A colleague of mine just rushed into my office to inform me that she’d just heard from a top recruit that the student was ready to commit to Augustana and “the money was one the way.”
This is always music to me ears and I dutifully celebrated with the counselor and congratulated her. I also took the opportunity to listen the story behind the commitment. This is always the best part of the job for me; learning how a student navigated the process, interacted with our office and partners, and finally arrived a final college choice.
This particular story, as conveyed by one of the counselors here, made me fall in love with the parent of this student, though!
Yup, the parent.
(The student is awesome, too.)
Why the parent?
And, why a parent I’ve never met?
I mean, how could I be in love?
Let me tell you. This parent did exactly what I wish every parent would do.
As my colleague described the story of the student’s choice, which apparently had been made some time ago (but wasn’t officially final until an offer of admission was in-hand), she told me what the student’s mother made the student do before committing and sending in an enrollment deposit.
When the decisions was made the parent asked the students, “how are you going to tell the other colleges.” As one might expect the student answered, “I will send them an email.” The students asked, “do you think that’s ok?” The parent asked in turn, “what do you think?” That question led the student to conclude that a “break up email” was insufficient and said, “I need to call them, don’t I?”
This parent didn’t stop with, “yes.”
This student’s mother suggested her to write down exactly what she intended to tell all of the other colleges to which she’s applied and been admitted. Her mother helped her think about what she might say, how she might thank the other colleges for their interest in her and how she could describe the process that led her to decide on Augustana.
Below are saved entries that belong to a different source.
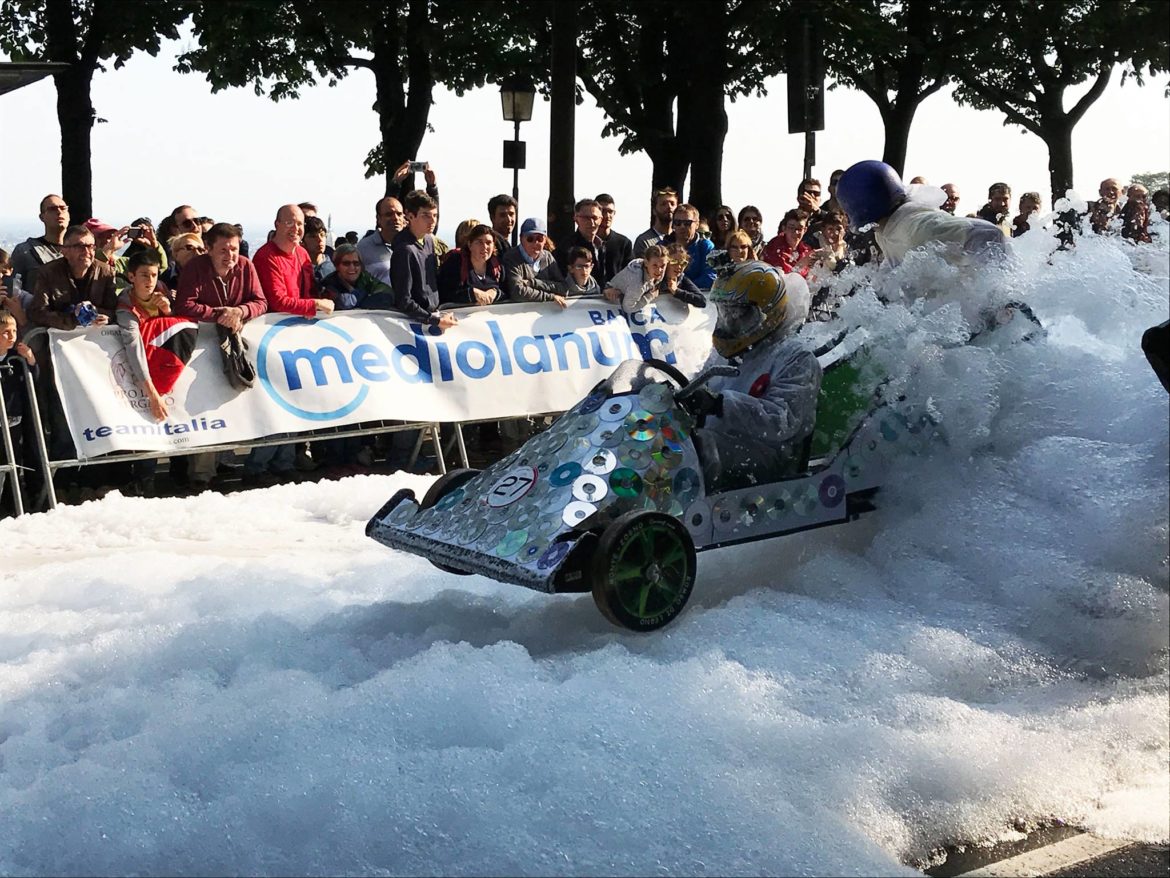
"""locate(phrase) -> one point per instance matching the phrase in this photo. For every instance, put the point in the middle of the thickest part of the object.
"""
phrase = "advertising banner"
(355, 367)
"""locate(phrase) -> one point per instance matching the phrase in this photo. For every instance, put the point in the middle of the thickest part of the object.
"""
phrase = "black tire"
(644, 570)
(444, 485)
(674, 372)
And, the mother offered to to review the notes before the student called!
All of this was expected before the student could send the check into Augustana or officially notify anyone here on campus—an admissions counselor or a coach.
What an admirable mother!
Man (don’t tell my wife), but as an admissions officer, I love this mother for teaching her daughter responsibility and respect. Too few parents would expect the same from their sons and daughters. Too few parents recognize how much admissions counselors and others put into the recruitment process and how much we appreciate a thank you and candid break-up.
My colleague, who spoke to the mother earlier today, told me that the mother said, “learning how to say no respectfully—even is hard to do—is a very important lesson for my daughter.” I wish every parent was as thoughtful as conscientious about teaching their son or daughter this very important lesson as part of the college search.
Since it’s early in the admissions cycle for the year, I hope this is a harbinger of things to come.